Similar content being viewed by others
Introduction
Gestational diabetes mellitus (GDM) is defined as a glucose intolerance disorder with first onset or recognition in pregnancy that affects an estimated 14% of pregnancies globally1. Recently, GDM has received increasing attention due to its continuous increase in prevalence, especially in developing countries such as China and India2. GDM is associated with an increased risk of adverse pregnancy outcomes for pregnant women and chronic metabolic diseases for both mothers and their offspring3,4,5. It has been reported that family history of diabetes, maternal age, prepregnancy overweight, and obesity are the most common risk factors for GDM6. Because the occurrence of GDM is directed by multiple factors, it is critical to explore novel risk factors to identify high-risk pregnant women for early intervention.
Emerging studies have implicated genetic factors in the etiology of GDM7,8. Insulin secretion defects and insulin resistance are crucial in the development of GDM9. A study on Danish twins demonstrated that genetic components can explain over 75% of insulin secretion dysfunction and at least 53% of peripheral insulin sensitivity10. To date, there has been only one genome-wide association study (GWAS) for GDM7. In the Korean population, two single nucleotide polymorphisms (SNPs), rs10830962 and rs7754840, reached the genome-wide significance (P < 5 × 10−8), and rs1470579 demonstrated near genome-wide significance (P = 2.0 × 10−7). Accordingly, only these three GDM-associated loci are in the GWAS Catalog (www.ebi.ac.uk/gwas), which is a publicly available and manually curated resource of all published GWASs and association results11. Some researchers have performed candidate-gene approaches and examined the associations between the genetic polymorphisms described above and the risk of GDM. For example, Cho et al. confirmed that rs7754840 was associated with insulin secretory capacity and GDM risk in Koreans12. However, significant associations were not observed in the Egyptian and Russian populations13,14. Notably, the available evidence on these associations in the Chinese population is quite limited15,16. Based on a case-control study that included 350 GDM patients and 480 control subjects, Li et al. concluded that rs10830962 was not associated with the development of GDM in a Chinese population17. A relationship between rs7754840 and GDM was also not observed in a Chinese population18. In particular, the effect of rs1470579 on the susceptibility to GDM has not been explored in Chinese pregnant women.
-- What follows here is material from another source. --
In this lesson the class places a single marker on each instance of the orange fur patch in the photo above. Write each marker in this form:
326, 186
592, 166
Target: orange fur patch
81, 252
Given the different genetic backgrounds and the inadequate evidence about the effect of these three polymorphisms on GDM risk, we conducted a case-control study to determine whether these polymorphisms contribute to GDM risk in a Chinese population.
Results
Subject characteristics
The demographic characteristics of the 964 GDM patients and 1,021 controls are summarized in Table 1. The ages and prepregnancy body mass index (BMI) values were comparable between cases and controls (Page = 0.118, PPrepregnancy BMI = 0.408). The GDM cases had higher rates of multiparity (14.21%), abnormal pregnancy history (12.14%) and family history of diabetes (17.95%) than the controls (all P < 0.05).
Associations of three SNPs with GDM risk
The genotype distributions of the three SNPs between cases and controls are shown in Supplementary Table S1. The genotype frequencies of the three SNPs were all in Hardy-Weinberg equilibrium among the controls (all P > 0.05). Table 2 summarizes these variant associations under codominant, dominant, recessive and additive models. After adjustment for age, prepregnancy BMI, parity, abnormal pregnancy history and family history of diabetes, the minor allele of rs10830962 (C > G) showed a significant association with an increased risk of GDM [additive model: Odds ratio (OR) 95% confidence interval (CI) = 1.16 (1.02–1.31), P = 0.029, Table 2]. The results were still robust under the recessive model [OR (95% CI) = 1.30 (1.04–1.63), P = 0.023] and a codominant model [GG vs. CC, OR (95% CI) = 1.36 (1.04–1.76), P = 0.022]. However, no significant association was observed between the other two SNPs and GDM risk in any model. To better understand the effect of rs10830962 on the risk of GDM, we performed stratified analyses based on age, prepregnancy BMI, parity, abnormal pregnancy history and family history of diabetes; however, no significant differences were observed among these subgroups (homogeneity test P > 0.05 for all comparisons, Table 3).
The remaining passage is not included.